E esta é toda a Agentic Web, não uma nota de rodapé

“Em que termos um visitante automatizado pode acessar conteúdo público da web?” é a questão fundadora da web agente, não uma briga de nicho, e não termina com o SerpApi. Um raspador revendendo resultados, um mecanismo de resposta lendo suas páginas para citá-lo, um agente de compras aparecendo para comprar em nome de alguém, um assistente verificando suas especificações para compará-lo com um concorrente. Aos olhos da lei, isso é uma coisa: um visitante automatizado de conteúdo público. SerpApi é o primeiro caso de teste feio. Qualquer que seja o limite que os tribunais tracem em torno dele, é o limite para todos eles.

E isso não é um problema algum dia. Uma parcela real e crescente do que já chega ao seu site não é humana. Os termos de quanto você supera esses visitantes estão sendo escritos agora, um processo por vez, em brigas nas quais você não tem assento. É exatamente por isso que a única decisão que é sua é tão importante quanto é.

Onde você realmente se senta

Você também está nisso e é duas coisas ao mesmo tempo, e elas não se dão bem.

Você é uma das pessoas. Seu conteúdo é copiado, revendido e colocado em modelos, e ninguém lhe enviou um formulário para assinar. A briga também é pela sua web, e seu assento à mesa é do mesmo tamanho que o dos usuários: nenhum.

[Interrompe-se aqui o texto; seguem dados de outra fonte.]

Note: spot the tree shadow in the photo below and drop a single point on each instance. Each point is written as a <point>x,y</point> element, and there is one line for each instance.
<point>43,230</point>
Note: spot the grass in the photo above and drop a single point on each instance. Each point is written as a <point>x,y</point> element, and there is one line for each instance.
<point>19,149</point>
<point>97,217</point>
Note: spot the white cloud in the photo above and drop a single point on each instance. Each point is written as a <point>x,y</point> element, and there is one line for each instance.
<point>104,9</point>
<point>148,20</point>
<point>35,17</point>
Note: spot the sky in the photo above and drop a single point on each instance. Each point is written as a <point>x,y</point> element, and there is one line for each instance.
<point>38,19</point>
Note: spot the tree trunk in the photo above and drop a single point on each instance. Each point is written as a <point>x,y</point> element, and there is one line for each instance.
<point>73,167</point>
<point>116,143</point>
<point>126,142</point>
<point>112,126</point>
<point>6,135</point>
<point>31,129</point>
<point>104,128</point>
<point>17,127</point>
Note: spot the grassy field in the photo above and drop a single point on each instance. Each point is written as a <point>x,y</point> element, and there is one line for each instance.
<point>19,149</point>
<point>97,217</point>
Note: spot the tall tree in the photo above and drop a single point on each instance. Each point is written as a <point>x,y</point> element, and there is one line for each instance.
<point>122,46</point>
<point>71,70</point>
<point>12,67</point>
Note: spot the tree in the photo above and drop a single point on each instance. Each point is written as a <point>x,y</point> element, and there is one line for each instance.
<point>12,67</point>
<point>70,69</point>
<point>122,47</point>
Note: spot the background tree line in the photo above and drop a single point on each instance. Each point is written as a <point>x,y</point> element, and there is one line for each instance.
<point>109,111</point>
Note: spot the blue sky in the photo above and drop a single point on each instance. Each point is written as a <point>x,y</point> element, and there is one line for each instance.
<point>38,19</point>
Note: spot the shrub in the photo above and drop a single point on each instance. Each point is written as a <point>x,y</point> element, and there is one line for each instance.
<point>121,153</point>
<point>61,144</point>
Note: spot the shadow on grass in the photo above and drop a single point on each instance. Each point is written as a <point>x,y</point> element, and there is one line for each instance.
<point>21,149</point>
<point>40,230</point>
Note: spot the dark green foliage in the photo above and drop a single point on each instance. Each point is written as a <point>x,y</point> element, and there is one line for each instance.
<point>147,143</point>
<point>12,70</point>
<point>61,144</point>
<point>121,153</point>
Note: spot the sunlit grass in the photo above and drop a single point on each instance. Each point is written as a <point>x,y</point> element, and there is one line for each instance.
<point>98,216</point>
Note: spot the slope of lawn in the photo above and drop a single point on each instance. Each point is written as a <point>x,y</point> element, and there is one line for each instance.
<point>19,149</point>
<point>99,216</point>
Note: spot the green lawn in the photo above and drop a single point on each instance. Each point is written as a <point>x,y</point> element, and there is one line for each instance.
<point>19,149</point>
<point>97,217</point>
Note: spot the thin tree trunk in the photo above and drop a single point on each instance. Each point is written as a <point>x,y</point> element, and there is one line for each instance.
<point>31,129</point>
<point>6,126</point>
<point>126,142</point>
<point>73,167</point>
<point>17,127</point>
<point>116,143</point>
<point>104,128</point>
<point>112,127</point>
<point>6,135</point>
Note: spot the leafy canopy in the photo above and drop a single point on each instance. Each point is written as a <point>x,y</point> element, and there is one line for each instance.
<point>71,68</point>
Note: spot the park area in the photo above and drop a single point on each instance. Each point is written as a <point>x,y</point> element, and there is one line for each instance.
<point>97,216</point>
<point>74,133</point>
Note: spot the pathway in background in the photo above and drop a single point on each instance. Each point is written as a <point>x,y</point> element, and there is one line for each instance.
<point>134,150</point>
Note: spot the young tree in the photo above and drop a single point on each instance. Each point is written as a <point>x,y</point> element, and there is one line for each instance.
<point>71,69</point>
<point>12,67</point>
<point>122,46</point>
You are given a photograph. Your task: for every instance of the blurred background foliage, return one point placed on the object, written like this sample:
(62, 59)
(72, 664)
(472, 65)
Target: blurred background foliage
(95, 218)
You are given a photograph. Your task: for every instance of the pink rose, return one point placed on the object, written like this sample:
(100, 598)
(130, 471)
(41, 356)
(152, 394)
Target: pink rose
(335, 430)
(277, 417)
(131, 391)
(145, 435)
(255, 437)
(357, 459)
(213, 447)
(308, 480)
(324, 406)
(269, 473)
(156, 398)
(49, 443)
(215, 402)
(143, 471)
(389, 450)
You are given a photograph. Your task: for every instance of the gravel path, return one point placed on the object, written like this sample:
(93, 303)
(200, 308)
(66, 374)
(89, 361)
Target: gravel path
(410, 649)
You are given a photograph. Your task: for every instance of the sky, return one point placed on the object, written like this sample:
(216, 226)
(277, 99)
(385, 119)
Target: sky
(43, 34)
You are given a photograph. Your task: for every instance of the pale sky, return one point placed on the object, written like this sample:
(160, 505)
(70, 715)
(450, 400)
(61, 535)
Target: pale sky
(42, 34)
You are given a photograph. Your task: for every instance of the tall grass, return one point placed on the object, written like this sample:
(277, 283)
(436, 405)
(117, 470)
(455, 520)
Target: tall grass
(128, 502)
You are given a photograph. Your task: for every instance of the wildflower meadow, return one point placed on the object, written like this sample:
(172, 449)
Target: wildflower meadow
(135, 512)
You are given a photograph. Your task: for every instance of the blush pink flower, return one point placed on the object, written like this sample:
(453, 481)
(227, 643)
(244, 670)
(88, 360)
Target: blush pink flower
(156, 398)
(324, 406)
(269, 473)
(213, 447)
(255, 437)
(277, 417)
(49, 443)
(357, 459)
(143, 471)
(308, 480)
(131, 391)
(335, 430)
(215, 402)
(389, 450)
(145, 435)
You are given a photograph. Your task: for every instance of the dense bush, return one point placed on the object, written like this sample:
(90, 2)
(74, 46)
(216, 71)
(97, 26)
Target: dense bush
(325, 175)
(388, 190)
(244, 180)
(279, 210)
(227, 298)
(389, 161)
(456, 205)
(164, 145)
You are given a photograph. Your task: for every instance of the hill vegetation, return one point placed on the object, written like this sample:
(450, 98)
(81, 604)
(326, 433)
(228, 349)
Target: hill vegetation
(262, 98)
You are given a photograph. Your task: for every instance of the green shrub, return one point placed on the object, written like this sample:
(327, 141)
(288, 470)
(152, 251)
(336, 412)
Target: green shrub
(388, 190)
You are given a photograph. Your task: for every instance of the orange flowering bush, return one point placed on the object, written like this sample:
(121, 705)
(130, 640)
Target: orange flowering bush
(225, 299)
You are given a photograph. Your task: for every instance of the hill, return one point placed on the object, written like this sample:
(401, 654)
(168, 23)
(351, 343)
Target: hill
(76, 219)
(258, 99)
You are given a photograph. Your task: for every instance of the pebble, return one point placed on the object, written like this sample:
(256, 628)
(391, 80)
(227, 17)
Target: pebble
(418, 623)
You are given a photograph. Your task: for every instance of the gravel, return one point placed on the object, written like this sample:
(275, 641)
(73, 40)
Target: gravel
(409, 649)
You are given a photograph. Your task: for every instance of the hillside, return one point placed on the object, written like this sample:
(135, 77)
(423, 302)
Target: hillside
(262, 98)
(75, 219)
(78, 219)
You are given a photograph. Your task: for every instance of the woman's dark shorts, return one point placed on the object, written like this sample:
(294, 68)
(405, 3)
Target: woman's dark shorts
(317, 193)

Você também é um pequeno Google. Você gostaria de ter uma palavra a dizer sobre quem recebe seu conteúdo e em que termos, e talvez gostaria de ser pago por isso. Esta decisão reduz as ferramentas para isso, porque o precedente não tem nada a ver especificamente com o Google. Um muro anti-bot que protege sua receita em vez de um trabalho protegido por direitos autorais é o que a maioria dos sites administra, e o tribunal disse que esse tipo de muro não garante proteção DMCA.

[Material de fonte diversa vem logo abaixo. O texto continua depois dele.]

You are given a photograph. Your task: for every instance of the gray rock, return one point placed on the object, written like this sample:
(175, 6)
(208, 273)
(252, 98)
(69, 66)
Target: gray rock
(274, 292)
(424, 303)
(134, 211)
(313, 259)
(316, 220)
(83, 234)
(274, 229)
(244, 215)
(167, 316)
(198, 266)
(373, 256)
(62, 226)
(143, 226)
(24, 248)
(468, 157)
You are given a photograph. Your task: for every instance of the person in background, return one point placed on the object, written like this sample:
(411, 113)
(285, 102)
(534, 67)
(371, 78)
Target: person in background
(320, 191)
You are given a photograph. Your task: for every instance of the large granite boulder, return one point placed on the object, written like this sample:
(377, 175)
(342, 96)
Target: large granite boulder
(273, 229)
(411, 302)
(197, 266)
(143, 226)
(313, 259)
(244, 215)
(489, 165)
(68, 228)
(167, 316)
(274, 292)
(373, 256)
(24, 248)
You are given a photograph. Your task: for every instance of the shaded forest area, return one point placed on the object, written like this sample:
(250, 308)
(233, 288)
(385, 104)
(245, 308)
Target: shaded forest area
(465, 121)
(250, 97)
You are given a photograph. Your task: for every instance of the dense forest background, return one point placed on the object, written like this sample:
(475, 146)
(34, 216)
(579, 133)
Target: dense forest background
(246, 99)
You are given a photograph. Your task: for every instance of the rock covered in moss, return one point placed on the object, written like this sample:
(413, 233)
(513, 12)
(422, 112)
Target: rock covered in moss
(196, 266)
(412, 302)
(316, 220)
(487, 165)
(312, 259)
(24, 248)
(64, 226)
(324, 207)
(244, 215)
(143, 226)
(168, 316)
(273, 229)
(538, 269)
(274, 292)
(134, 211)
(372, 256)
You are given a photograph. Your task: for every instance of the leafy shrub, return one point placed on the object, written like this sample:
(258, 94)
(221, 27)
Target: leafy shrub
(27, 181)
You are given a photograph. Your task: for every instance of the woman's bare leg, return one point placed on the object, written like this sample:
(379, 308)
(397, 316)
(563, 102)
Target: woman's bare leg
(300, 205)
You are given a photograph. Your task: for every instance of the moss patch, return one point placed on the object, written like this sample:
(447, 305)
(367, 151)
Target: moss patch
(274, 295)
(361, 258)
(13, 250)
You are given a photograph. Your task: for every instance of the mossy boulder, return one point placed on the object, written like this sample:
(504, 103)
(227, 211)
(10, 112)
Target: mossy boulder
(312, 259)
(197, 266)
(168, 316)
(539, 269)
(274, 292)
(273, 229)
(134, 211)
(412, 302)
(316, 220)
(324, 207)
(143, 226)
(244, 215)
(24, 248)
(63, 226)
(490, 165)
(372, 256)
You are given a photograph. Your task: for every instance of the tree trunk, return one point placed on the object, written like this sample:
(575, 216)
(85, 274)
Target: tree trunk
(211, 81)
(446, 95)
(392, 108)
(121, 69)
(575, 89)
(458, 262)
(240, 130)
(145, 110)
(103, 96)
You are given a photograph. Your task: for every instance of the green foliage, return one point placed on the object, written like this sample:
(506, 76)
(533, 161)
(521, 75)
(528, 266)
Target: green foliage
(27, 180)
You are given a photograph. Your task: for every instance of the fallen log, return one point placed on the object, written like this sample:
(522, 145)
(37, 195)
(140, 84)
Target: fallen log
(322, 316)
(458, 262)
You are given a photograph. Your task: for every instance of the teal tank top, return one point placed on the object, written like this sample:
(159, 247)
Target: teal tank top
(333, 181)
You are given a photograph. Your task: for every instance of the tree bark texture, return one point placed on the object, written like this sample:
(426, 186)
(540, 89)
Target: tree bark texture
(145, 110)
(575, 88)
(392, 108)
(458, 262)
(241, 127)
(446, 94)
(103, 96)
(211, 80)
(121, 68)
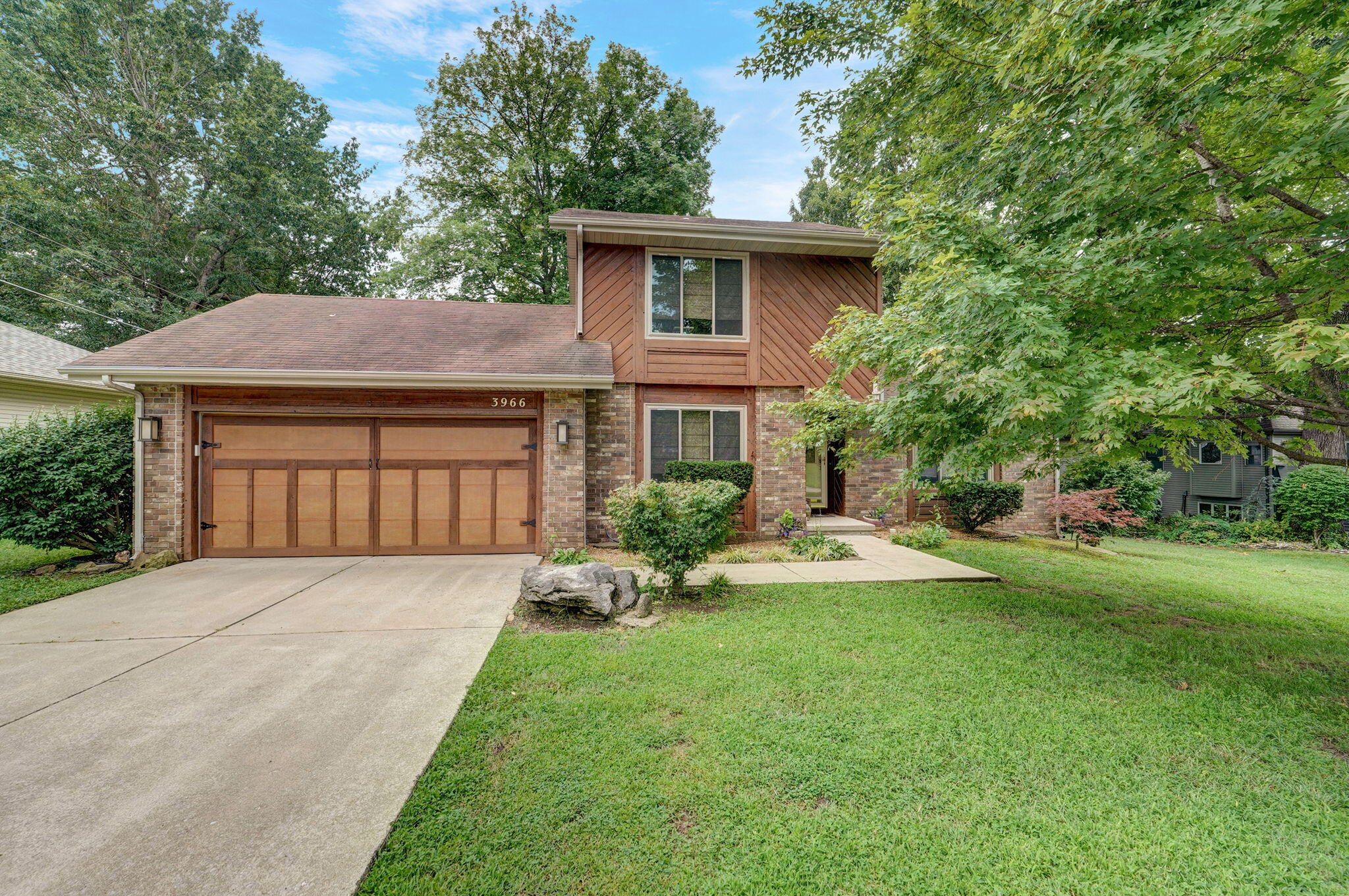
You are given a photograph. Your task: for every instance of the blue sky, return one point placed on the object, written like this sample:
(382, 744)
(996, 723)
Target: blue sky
(370, 61)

Esta é a mesma fronteira que o caso Amazon v. Perplexity está testando no extremo oposto. Esse é executado no CFAA e pergunta se um agente de IA conta como visitante autorizado quando atua em seu site. Este é executado no DMCA e pergunta se o seu muro anti-bot conta como proteção de direitos autorais. Estatutos diferentes, a mesma questão subjacente e o kit de ferramentas para manter as máquinas afastadas continua a ser mais curto do que as pessoas que contavam com ele esperavam.

Pare de esperar que outra pessoa decida

A conclusão não é uma caixa de seleção para virar. É onde sua cabeça deveria estar.

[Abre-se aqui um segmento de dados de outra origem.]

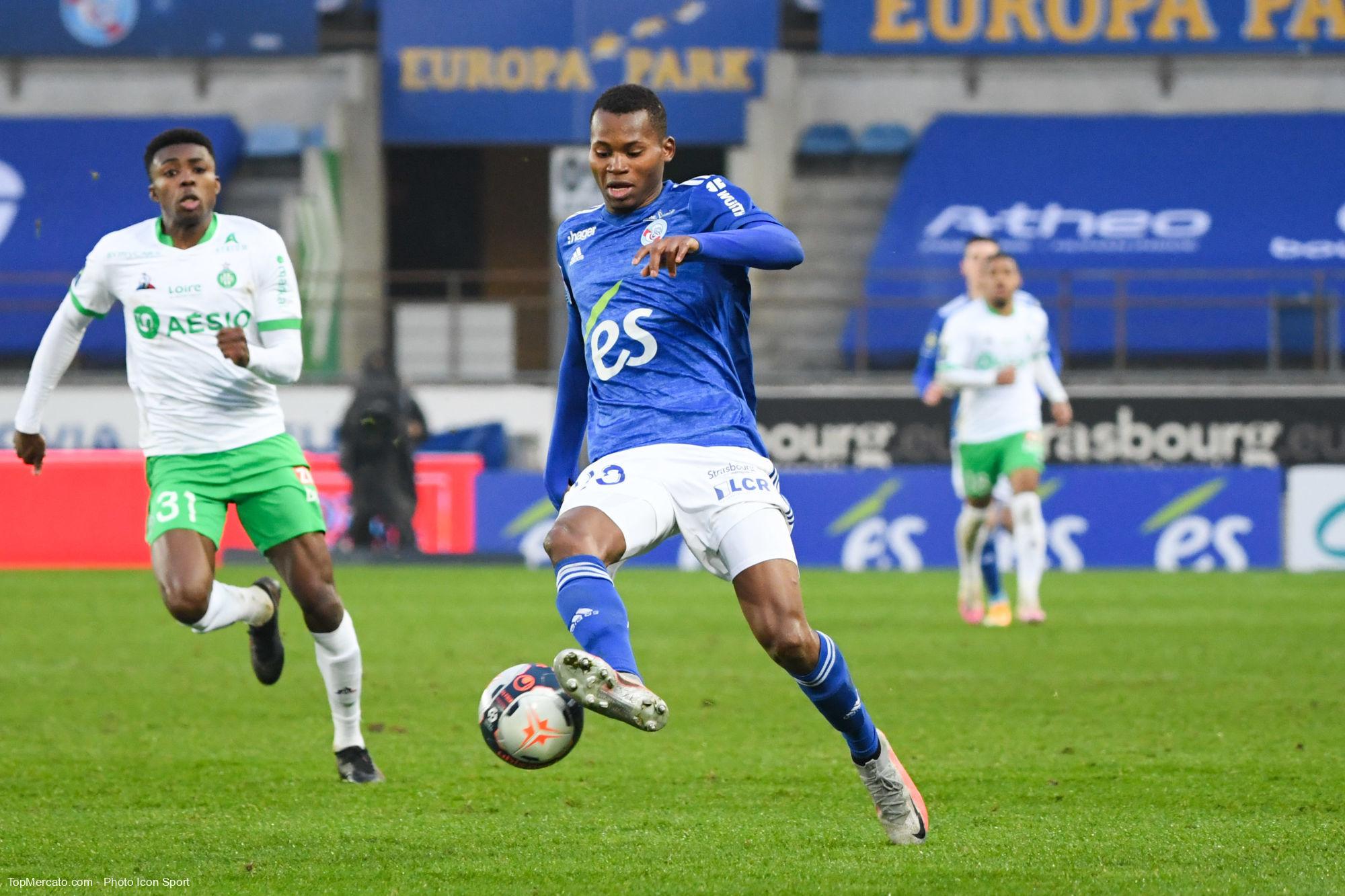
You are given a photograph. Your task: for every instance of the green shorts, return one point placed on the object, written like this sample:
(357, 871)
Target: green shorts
(268, 481)
(985, 462)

Você não pode se deleitar na web aberta para descobrir cada fragmento de tráfego que você já encontrou, citou ou classificou, e então agarrar suas pérolas quando essa mesma abertura permite que uma máquina que você não gosta leia você também. É uma teia, não duas. A consistência ocorre nos dois sentidos, quer você goste da direção ou não.

Então faça a ligação você mesmo. Decida o que você deseja abrir e o que deseja fechar, por rastreador, propositalmente, usando o rastreador de IA que controla seu host, ou o CDN já oferece, sabendo que o fundamento legal para “bloqueá-los” ainda está em movimento e pode não ser válido. Não terceirize essa decisão para um tribunal que arbitra uma luta em que você não participa, e não a terceirize para um plugin que alterou um padrão que você nunca leu. Adquira-o.

Lute pela web aberta ou pare de fingir. O que quer que você escolha, realmente escolha. No momento, o Google e um raspador do qual você nunca ouviu falar estão fazendo esse apelo por você, e retirá-lo é o único passo em toda essa luta que é sua.

Mais recursos:


Este post foi publicado originalmente no No Hacks.